Rearrangement of transcription factor binding sites profoundly affects the spatial specificity of the mα enhancer
We next sought to investigate, as we had for ASE5, the relationship between the architecture of the mα enhancer and its activity and spatial specificity. Again, we tested the functional consequences of rearranging its essential transcription factor binding motifs — five Su(H) sites, one proneural site, and two POU-HD sites (Figure 4A). We constructed three variants of the enhancer, called mα-shuffle1–3, in which the position of the proneural E-box motif is exchanged with that of the V1 site, the V2 site, or the fifth Su(H) site, respectively (Figure 4A). In each case, we observed major alterations in the module's spatial and quantitative patterns of activity in the wing imaginal disc (Figure 4B, 4D–4F; summarized in 4A). Both mα-shuffle1 and mα-shuffle2 exhibit severe reduction, and in some cases elimination, of the wild-type reporter's characteristic pattern of robust expression in various PNCs, with activity in certain clusters remaining at normal or near-normal levels (Figure 4B, 4D–4E). Note, for example, the loss of expression in the chemosensory organ clusters flanking the anterior wing margin, but the retention of expression in the dorsal and ventral radius clusters. In addition, both of these variant constructs exhibit ectopic expression in stripes that lie near the anterior-posterior boundary of the wing pouch; this is especially strong in the case of mα-shuffle2 (Figure 4D–4E). mα-shuffle3 likewise displays a strikingly altered pattern of activity (Figure 4B, 4F).
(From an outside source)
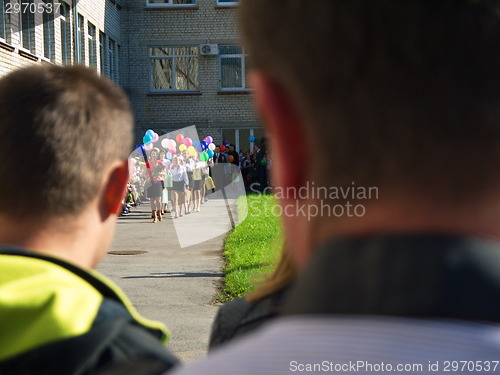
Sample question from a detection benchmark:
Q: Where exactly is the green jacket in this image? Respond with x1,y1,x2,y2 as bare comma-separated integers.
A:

Reporter expression is strongly reduced or eliminated in most or all PNCs, while the wing margin expression is essentially eliminated.
In contrast to ASE5, then, the mα enhancer is highly sensitive to alterations of its native architecture. Even modest rearrangement of its key transcription factor binding sites can very significantly alter its spatial pattern of activity.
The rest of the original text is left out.